Saturday, June 9, 2018

Farmville, Bidonville, Marsville

Now I know we're all excited by the Curiosity rover sniffing fossilized ET farts on Mars. Maybe. Possibly. It's providing a minor boost to Surviving Mars' already minor popularity and if there ever were a profitable time for Hollywood to invest in a few dozen mind-rapingly terrible Red Mars adaptations, now's that time. But let us remember that the problem with interplanetary exploration has never been the interplanetary part. It's the would-be explorers.

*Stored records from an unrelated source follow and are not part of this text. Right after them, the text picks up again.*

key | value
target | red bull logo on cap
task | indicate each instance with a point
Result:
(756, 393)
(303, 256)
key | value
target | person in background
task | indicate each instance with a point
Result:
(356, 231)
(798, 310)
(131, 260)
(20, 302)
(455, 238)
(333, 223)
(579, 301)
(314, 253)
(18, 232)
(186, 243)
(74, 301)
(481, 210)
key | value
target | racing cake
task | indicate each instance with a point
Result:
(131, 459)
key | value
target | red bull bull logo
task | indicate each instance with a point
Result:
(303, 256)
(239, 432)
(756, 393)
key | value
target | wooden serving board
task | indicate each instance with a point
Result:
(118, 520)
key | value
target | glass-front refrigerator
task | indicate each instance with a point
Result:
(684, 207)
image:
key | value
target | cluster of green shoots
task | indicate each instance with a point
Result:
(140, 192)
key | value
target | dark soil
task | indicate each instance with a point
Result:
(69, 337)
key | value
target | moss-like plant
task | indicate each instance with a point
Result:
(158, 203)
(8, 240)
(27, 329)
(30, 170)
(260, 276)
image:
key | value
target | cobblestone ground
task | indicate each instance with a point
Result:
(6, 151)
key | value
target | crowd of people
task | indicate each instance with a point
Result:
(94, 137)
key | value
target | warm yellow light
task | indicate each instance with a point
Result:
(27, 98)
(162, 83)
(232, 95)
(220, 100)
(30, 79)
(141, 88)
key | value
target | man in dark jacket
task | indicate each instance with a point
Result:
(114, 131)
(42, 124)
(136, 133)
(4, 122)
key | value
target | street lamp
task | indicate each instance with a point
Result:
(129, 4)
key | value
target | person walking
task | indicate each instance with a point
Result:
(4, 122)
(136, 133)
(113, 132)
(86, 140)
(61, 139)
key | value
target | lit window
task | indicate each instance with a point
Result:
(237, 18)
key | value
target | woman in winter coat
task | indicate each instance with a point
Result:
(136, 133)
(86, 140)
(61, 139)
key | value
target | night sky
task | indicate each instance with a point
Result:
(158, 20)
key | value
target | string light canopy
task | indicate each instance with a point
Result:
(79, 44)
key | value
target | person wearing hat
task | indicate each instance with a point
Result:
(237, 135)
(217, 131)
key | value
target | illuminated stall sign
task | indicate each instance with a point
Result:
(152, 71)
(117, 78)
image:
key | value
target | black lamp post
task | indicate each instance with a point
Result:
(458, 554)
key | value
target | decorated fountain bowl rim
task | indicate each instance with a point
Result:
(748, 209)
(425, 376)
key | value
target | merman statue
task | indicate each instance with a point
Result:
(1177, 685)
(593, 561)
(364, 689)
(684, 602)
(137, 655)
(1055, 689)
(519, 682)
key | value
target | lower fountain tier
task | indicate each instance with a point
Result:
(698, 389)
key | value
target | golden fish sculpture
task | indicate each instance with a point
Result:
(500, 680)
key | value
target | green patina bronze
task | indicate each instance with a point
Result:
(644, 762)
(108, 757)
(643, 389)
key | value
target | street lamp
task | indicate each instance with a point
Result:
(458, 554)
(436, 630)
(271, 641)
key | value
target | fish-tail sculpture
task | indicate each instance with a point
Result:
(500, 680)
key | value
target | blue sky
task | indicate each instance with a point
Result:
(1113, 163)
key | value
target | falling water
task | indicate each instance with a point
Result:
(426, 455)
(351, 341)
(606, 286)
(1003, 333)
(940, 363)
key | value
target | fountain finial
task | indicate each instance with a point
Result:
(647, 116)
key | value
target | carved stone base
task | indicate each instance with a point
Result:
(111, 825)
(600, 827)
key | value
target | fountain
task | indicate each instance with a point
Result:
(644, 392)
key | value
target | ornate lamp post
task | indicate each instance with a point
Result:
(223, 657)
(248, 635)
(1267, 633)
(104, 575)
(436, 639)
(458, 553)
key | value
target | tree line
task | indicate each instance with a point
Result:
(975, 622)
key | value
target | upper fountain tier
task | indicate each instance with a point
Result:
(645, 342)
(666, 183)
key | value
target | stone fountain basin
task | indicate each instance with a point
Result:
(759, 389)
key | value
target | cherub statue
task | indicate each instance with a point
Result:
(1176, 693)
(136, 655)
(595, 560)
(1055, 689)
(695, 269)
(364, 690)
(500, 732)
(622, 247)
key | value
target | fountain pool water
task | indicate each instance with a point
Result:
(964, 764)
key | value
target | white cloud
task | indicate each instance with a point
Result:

That would be you, dear reader.

We could probably all be living to 120 years or more in clean, safe comfort and adventuring out as we please if it weren't for the all-too-many "all" and we could probably be dancing around in the Kuiper Belt if we wanted to. We don't want to. We'd rather make up idiotic fairy tales about supernatural saviors while we build mansions and hovels upon hovels and mansions and clutter this exhausted old planet with our disgusting, moronic progeny. Religion, social status, control, until we outgrow these any true scientific growth is meaningless fluff, pearls thrown before seven and a half billion degenerate swine.

Spaceships, if they come, won't look anything like the clean, sleek, purposeful, polite, egalitarian Enterprise.
They will look like this:
Because you billions upon billions of redundant filthy apes are not interstellar explorers. You're brainless, instinct-driven, superstitious, murderous, backstabbing vermin, and you breed accordingly.